The zpool and all it’s disks are identified via unique identifiers so that duplicate names do not confuse it and so that when disks change OS device names ZFS can still figure out which is which. If you want to import a zpool and there are duplicate zpool names, then you import by unique identifier and if a zpool of the same name is already imported, assign the zpool a new name.
When Things go Wrong
There are a variety of things that can go wrong with a zpool. If you cannot import a zpool then looking at all of the ZFS labels can provide a clue with what is wrong and possibly provide a path to recovery. While I ask questions here, I am not providing solutions as every case is different and doing the wrong thing can lead to data loss! Gather the information the questions below ask and then ask for help on the TrueNAS Forums.
- Do you have all 4 ZFS labels?
- If not, then which are missing?
- 0 and 1 from the start of the disk?
- What might have overwritten the beginning of the disk (partition)?

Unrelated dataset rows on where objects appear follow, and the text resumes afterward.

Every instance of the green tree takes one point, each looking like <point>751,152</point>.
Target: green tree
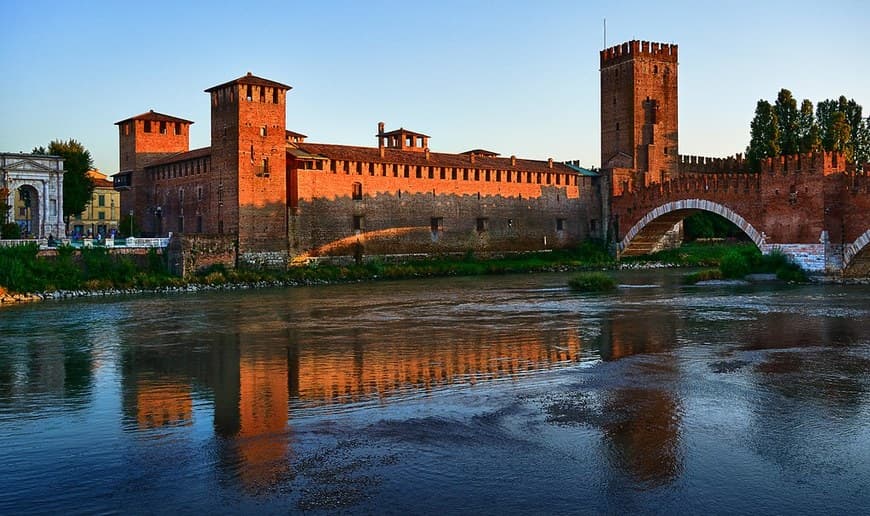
<point>764,134</point>
<point>808,129</point>
<point>861,143</point>
<point>788,119</point>
<point>77,184</point>
<point>840,134</point>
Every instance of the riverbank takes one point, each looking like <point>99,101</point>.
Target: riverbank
<point>97,276</point>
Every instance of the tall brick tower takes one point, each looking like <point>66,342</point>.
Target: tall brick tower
<point>143,139</point>
<point>639,140</point>
<point>248,157</point>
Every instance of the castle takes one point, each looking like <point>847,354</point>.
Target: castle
<point>279,198</point>
<point>263,194</point>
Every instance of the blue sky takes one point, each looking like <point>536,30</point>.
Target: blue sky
<point>515,77</point>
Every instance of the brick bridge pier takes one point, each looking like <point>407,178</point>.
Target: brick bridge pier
<point>810,207</point>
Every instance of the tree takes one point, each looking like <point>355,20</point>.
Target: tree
<point>788,119</point>
<point>77,184</point>
<point>861,143</point>
<point>764,134</point>
<point>808,129</point>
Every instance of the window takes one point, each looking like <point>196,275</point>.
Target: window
<point>437,225</point>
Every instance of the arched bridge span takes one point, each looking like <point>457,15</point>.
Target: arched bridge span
<point>645,235</point>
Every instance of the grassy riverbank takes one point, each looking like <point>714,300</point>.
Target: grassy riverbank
<point>21,270</point>
<point>95,269</point>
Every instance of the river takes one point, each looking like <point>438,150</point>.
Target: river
<point>488,395</point>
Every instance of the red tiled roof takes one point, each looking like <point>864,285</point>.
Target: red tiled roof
<point>155,116</point>
<point>480,152</point>
<point>402,131</point>
<point>181,156</point>
<point>438,159</point>
<point>251,79</point>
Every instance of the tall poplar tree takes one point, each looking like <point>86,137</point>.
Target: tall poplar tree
<point>810,139</point>
<point>764,134</point>
<point>788,119</point>
<point>77,185</point>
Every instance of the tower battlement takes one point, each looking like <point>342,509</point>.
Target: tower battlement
<point>636,48</point>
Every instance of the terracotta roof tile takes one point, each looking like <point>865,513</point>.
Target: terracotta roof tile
<point>251,79</point>
<point>181,156</point>
<point>155,116</point>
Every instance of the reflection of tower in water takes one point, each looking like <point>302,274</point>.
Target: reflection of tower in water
<point>641,423</point>
<point>251,411</point>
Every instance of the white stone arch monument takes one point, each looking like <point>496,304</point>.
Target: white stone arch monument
<point>42,176</point>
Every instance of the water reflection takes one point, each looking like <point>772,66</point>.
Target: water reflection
<point>254,378</point>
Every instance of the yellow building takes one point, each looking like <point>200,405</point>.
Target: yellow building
<point>102,214</point>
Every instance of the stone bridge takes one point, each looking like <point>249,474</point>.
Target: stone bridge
<point>810,207</point>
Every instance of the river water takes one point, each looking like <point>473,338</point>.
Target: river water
<point>492,395</point>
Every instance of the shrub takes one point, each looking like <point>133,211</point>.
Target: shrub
<point>734,264</point>
<point>10,230</point>
<point>792,272</point>
<point>705,275</point>
<point>592,282</point>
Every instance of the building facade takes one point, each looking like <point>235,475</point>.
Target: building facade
<point>33,188</point>
<point>103,212</point>
<point>283,198</point>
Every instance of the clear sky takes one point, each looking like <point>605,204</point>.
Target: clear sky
<point>515,77</point>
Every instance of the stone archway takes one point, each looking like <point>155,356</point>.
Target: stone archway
<point>856,256</point>
<point>658,221</point>
<point>28,214</point>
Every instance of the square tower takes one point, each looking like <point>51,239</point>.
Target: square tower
<point>639,112</point>
<point>248,156</point>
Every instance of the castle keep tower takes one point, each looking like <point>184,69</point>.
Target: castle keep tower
<point>248,117</point>
<point>144,139</point>
<point>639,112</point>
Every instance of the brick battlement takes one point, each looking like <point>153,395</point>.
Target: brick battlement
<point>635,48</point>
<point>816,162</point>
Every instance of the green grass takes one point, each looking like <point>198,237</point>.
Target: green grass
<point>704,275</point>
<point>592,282</point>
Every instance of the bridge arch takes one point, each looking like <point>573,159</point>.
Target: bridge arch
<point>654,224</point>
<point>857,251</point>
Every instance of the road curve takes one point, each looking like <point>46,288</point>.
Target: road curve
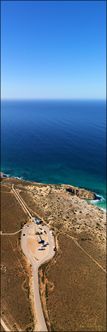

- 2 and 3 from the end of the disk?
- What might have overwritten the end of the disk (partition)?
- 0 and 1 from the start of the disk?
- If not, then which are missing?
- Are any of them flagged as corrupt?
- Are they all corrupt or only some of them?
- Do the txg values match on all labels?
- If not, then a disk with a lower txg was not updated when later txg were committed, this can give you a timeline of when which disk was unreachable.